Researchers Explore Mutation-Cluster Targeting to Unlock Treatment for CF Variants
Researchers at Cincinnati Children’s are exploring two gene editing strategies for restoring function to small clusters of variants in the cystic fibrosis transmembrane conductance regulator (CFTR) gene.
Cystic fibrosis (CF) can be caused by any one of more than 650 different variants in the CFTR gene, each one capable of disrupting the function of an ion channel protein necessary for proper lung function. Developing gene editing-based treatments for each individual variant in the gene is inefficient and would be cost prohibitive.
To tackle this problem, gene editing techniques are being developed in the Division of Pulmonary Medicine by Patrick Harrison, PhD, and his lab that have the potential to target multiple variants at the same time.
This basic research currently being evaluated in human cell lines and primary cells with some of these variants could lead to gene editing treatments that “restore production of a functional CFTR protein for many people with CF,” Harrison says.

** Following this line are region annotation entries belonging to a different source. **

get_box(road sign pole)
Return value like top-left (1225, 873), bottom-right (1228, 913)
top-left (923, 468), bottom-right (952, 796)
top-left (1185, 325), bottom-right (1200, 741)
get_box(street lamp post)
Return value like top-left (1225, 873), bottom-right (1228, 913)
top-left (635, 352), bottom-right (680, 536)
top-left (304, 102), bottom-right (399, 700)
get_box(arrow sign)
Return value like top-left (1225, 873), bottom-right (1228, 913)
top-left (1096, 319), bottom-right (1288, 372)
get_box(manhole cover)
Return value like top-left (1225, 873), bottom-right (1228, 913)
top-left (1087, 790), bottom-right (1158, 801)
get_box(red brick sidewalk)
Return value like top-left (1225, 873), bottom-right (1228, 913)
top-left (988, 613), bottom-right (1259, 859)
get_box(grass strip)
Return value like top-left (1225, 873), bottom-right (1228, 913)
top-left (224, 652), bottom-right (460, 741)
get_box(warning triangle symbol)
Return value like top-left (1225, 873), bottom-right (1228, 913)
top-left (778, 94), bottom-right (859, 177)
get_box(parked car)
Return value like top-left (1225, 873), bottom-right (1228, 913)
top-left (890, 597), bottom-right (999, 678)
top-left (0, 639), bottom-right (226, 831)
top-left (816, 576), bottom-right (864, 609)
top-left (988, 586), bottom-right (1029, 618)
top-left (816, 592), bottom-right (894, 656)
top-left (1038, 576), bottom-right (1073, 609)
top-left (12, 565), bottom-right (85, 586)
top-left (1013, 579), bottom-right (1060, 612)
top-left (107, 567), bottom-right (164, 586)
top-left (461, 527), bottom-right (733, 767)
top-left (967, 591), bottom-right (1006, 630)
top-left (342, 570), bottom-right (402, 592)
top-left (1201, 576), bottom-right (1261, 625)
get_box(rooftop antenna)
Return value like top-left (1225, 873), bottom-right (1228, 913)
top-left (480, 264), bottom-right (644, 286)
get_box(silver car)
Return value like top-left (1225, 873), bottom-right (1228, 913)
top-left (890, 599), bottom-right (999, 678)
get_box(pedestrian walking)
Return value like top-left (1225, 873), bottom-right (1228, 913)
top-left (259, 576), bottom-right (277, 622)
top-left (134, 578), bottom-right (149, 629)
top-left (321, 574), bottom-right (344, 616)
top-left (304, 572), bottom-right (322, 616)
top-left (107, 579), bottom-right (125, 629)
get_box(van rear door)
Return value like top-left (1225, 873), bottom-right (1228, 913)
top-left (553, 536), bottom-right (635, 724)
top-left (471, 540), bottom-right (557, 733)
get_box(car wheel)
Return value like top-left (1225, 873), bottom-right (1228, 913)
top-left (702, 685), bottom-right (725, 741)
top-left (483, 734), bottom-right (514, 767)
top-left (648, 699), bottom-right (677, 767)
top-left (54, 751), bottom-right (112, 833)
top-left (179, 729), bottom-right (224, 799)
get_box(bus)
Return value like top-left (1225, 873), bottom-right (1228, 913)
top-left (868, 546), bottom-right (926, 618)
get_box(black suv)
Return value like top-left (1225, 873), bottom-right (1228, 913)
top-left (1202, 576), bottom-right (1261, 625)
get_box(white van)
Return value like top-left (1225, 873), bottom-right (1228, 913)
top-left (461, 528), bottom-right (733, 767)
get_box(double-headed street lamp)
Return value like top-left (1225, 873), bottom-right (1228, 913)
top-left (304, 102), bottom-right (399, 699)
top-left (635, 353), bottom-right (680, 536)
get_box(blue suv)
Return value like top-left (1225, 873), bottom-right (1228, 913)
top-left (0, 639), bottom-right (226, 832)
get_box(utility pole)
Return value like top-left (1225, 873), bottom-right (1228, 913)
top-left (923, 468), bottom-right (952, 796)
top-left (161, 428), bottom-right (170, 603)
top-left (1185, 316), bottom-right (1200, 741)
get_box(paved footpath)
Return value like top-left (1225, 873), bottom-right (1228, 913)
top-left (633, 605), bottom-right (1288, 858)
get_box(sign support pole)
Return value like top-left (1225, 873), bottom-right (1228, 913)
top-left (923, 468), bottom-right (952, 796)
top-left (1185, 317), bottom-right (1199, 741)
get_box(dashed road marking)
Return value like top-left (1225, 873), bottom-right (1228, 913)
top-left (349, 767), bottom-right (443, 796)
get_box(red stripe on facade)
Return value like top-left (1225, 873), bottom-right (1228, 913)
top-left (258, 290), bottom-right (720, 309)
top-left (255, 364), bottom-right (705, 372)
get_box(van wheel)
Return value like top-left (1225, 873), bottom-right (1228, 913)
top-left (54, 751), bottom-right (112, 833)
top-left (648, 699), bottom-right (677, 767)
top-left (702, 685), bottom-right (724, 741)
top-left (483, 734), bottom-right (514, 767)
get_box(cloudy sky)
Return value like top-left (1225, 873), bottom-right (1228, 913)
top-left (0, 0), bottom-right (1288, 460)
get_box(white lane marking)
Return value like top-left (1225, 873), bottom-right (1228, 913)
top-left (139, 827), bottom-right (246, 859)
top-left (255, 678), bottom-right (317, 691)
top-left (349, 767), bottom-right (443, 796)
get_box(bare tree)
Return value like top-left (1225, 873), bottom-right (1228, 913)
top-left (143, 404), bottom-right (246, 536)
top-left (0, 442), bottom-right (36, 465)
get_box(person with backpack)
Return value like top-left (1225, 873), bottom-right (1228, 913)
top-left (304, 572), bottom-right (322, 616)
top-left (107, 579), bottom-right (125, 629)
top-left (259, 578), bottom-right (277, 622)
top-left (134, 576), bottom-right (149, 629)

Targeting Clusters of CF-causing Variants in the CFTR Gene
The majority of people with CF have a variant in the CFTR gene that makes an ion channel protein that responds to a small molecule therapy known as a modulator, which improves lung function and increases life expectancy. But this treatment is not a cure.
Moreover, for an estimated 20% of people worldwide who have CF caused by one of hundreds of other variants, these modulator treatments do not work.
Over the last decade, many labs have developed gene editing strategies to correct about a dozen individual CF-causing variants. But with over 650 different variants, how do you develop editing strategies that could be turned into viable therapies? One challenge is that these variants are spread across the 27 exons and 26 introns that make up the CFTR gene.
Harrison’s team partnered with researchers at Johns Hopkins to complete a statistical analysis of the CFTR gene to determine the best sections of the gene to target. Their efforts have focused on Exon 12, which includes just over 100 nucleotides and 18 known variants that cause CF.